The apical and basolateral borders of epithelial cells are distinguished by their different protein and lipid components. The sorting of newly synthesized membrane constituents to the appropriate region of the cell is accomplished either in the trans-Golgi network or by transcytosis, the selected transport of proteins to the appropriate surface. Transcytosis also is involved in the internalization of proteins and ligands at one surface and their transport to another. Ellis and Luzio (1995) identified a protein which undergoes this process by raising antibodies against apical and basolateral membrane fractions prepared from the human intestinal cell line Caco-2 and treated with phosphatidylinositol-specific phospholipase C, an enzyme that cleaves glycosylphosphatidylinositol (GPI) linkages. The antibodies were then used to isolate cDNAs from a human colon carcinoma expression vector library. A composite cDNA sequence was determined that predicts a protein of 649 amino acids that migrates as a 137-kD homodimer; Ellis and Luzio (1995) designated the protein p137(GPI). The protein contains 3 distinct domains. The amino-terminal 275 residues contain several potential alpha helices, the middle region contains proline and glutamine-rich repeats, and residues 469 to 601 contain a potential GPI anchor site. Northern blot analysis showed 3.4- and 2.7-kb transcripts in all tissues examined; 5.3- and 2.0-kb mRNAs were also observed in testis. Ellis and Luzio (1995) showed that the protein was present at nearly equal amounts in both the apical and basolateral membranes of Caco-2 cells and that the protein appeared first at the basolateral side.
Gessler et al. (1996) reported that mouse cDNA clones corresponding to the amino-terminal end of the protein showed that the human and mouse genes share greater than 97% sequence identity.

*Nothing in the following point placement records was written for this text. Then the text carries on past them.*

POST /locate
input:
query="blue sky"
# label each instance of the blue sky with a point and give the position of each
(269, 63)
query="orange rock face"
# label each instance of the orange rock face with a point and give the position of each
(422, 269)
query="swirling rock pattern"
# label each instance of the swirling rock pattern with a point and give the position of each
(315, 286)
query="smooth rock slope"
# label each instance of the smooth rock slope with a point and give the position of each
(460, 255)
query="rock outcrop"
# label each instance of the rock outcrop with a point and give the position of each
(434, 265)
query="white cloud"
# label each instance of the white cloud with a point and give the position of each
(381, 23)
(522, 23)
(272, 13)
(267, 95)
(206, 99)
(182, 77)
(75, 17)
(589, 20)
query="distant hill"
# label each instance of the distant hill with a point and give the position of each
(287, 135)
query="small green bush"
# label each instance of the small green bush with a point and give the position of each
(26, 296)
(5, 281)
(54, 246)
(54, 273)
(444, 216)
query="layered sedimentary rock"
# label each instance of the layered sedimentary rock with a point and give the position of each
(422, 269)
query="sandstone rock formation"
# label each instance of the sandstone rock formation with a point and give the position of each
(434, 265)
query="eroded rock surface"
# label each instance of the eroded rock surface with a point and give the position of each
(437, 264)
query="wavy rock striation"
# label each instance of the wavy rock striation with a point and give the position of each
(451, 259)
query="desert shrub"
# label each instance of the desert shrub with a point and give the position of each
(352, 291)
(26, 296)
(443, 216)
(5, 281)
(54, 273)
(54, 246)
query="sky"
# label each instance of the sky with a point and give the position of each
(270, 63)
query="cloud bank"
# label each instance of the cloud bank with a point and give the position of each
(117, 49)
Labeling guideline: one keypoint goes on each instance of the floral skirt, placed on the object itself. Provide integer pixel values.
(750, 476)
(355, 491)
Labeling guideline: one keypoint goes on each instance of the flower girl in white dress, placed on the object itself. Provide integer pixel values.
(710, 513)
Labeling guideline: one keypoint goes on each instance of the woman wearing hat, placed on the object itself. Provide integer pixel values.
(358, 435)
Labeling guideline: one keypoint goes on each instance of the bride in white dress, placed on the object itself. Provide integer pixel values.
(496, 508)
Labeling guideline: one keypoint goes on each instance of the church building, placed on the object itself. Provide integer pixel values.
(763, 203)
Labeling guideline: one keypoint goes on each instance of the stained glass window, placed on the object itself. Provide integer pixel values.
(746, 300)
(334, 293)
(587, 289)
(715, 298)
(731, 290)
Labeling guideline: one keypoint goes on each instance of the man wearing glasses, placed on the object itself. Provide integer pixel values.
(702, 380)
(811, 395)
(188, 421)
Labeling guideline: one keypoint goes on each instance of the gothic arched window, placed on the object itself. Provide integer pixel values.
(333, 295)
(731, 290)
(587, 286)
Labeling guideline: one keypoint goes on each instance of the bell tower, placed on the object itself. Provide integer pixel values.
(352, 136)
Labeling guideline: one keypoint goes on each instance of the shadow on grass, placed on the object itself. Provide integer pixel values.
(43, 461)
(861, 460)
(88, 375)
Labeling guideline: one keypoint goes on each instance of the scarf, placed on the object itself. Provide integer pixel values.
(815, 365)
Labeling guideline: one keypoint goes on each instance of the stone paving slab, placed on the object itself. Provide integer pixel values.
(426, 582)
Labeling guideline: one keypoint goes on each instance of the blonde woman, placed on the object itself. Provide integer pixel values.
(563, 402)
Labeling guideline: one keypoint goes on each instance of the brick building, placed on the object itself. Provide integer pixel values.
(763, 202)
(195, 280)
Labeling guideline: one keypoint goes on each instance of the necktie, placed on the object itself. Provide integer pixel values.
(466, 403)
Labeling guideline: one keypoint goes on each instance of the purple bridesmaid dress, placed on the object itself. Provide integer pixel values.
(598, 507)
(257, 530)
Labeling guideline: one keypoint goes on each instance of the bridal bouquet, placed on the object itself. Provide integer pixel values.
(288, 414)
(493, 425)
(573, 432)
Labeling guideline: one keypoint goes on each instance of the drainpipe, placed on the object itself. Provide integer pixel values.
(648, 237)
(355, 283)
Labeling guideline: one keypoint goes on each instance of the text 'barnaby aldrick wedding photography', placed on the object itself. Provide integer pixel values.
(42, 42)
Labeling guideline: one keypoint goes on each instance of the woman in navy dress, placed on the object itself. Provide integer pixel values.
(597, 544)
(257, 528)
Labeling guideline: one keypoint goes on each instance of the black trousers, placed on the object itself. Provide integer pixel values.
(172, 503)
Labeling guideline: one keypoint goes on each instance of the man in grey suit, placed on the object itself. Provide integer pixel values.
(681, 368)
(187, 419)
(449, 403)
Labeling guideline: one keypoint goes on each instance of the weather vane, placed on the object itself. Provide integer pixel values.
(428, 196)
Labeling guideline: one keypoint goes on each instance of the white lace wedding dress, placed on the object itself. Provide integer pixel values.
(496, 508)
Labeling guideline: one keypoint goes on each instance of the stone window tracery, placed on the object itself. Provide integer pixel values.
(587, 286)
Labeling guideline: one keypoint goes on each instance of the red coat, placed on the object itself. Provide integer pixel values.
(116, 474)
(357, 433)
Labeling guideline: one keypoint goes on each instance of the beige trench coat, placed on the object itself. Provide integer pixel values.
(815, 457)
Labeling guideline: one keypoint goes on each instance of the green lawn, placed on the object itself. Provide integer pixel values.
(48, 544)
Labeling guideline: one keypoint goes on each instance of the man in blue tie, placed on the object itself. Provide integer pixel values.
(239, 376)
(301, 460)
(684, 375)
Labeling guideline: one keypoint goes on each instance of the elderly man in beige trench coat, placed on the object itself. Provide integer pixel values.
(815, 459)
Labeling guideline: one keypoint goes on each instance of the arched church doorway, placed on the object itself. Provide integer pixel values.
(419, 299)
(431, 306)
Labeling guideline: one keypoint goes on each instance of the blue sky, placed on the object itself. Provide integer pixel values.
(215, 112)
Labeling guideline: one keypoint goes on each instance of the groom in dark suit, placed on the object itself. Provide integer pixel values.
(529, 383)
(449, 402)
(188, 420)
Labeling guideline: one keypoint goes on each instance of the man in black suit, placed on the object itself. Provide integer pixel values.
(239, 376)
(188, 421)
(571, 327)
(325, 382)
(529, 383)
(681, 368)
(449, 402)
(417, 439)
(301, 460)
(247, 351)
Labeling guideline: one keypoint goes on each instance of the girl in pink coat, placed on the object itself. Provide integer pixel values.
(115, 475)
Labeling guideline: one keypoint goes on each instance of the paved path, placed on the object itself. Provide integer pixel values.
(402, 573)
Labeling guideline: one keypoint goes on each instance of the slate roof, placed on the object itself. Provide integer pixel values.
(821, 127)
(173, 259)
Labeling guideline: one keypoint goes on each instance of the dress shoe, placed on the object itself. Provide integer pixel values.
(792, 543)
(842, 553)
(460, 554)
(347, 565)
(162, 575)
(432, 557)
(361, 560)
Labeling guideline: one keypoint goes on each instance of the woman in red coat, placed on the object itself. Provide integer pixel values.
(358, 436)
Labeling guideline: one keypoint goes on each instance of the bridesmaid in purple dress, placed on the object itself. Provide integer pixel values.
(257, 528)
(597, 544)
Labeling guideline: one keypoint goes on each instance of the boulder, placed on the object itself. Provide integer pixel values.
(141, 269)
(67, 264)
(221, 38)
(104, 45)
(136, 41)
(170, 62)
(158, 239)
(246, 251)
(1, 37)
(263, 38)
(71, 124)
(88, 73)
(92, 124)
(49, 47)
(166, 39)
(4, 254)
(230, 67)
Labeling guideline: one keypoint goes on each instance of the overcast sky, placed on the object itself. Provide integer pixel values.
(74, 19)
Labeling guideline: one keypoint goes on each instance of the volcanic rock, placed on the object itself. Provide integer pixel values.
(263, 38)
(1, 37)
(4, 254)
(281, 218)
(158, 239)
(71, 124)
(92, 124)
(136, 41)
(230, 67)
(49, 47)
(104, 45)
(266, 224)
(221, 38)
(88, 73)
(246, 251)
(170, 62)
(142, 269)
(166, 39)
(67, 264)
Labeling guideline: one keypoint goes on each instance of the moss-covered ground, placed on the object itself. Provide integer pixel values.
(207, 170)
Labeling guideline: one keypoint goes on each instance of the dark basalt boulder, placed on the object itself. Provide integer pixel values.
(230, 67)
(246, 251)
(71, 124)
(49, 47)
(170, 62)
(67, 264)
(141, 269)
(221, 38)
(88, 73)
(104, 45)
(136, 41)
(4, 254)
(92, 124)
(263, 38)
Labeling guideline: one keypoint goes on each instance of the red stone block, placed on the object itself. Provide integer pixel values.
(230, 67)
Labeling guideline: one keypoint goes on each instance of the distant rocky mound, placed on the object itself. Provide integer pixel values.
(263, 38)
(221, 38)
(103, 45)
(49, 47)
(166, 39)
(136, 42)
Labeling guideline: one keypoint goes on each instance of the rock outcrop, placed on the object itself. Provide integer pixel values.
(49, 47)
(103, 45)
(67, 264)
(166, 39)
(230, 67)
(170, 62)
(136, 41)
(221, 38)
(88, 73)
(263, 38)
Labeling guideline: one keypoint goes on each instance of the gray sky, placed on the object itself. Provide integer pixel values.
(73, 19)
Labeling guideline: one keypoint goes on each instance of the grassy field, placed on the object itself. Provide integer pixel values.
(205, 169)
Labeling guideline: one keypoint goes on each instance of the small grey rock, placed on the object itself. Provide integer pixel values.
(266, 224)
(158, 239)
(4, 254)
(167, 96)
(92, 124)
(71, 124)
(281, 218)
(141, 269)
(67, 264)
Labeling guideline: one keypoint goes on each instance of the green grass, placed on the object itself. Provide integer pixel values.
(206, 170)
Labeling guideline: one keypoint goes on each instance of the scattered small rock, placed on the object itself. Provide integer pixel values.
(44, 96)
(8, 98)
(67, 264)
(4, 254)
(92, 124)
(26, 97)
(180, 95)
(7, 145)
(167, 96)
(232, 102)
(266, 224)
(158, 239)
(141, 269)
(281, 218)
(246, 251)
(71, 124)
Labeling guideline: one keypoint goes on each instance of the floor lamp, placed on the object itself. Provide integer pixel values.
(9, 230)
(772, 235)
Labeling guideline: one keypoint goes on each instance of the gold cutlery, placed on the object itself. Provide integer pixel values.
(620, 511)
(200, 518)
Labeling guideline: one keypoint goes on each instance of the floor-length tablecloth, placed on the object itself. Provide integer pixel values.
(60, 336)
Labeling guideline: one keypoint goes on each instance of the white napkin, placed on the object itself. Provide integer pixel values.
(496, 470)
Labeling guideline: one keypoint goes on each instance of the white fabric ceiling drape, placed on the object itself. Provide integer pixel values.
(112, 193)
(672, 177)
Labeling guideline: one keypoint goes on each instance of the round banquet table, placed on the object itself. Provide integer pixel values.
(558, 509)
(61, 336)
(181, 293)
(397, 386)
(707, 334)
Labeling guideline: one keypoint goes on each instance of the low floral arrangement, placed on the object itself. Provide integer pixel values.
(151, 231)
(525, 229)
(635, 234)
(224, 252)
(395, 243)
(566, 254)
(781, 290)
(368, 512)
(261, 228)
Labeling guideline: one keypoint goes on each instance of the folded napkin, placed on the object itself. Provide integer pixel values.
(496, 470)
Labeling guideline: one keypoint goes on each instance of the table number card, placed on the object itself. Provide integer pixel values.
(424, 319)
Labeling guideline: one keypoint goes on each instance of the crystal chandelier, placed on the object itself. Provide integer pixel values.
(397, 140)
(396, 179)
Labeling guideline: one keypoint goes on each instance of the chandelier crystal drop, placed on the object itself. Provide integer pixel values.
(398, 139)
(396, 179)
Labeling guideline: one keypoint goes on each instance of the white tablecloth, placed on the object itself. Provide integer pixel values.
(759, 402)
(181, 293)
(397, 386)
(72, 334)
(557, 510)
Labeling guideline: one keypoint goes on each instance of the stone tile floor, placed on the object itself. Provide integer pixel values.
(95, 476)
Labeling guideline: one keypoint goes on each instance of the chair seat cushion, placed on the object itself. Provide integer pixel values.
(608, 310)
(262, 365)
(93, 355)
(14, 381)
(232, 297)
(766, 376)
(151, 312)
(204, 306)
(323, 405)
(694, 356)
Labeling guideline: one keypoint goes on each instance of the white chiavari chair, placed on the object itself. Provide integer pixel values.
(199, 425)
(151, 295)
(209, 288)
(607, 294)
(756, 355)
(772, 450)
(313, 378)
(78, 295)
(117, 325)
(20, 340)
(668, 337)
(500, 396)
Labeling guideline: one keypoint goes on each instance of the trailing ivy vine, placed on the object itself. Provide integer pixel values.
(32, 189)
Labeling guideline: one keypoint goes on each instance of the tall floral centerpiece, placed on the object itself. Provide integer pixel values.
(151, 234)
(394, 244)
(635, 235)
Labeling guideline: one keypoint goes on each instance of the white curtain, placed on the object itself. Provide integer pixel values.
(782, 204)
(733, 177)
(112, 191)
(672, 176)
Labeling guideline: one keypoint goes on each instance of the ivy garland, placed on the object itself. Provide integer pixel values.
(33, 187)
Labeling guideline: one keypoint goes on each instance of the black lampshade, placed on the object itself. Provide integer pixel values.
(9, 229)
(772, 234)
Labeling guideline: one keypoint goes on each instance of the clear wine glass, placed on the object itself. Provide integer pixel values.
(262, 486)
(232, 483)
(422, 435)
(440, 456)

Using immunoblot, flow cytometric, and immunofluorescence microscopy analyses, Grill et al. (2004) identified a 116-kD phosphorylated protein, caprin-1, that was expressed in the cytoplasm of activated mouse T and B cells and showed highest expression in mouse thymus and spleen. Database and sequence analyses indicated that caprin-1 is identical to p137GPI, but Grill et al. (2004) noted that the original p137GPI sequence contains significant errors. Most notably, the authentic protein does not have a GPI anchor site or a signal peptide. The 709-amino acid human caprin-1 protein shares 96% and 68% identity with the mouse and frog proteins, respectively. It contains 2 highly conserved regions, termed homology region-1 (HR1) and HR2, that are also present in a paralog, caprin-2 (CAPRIN2; 610375).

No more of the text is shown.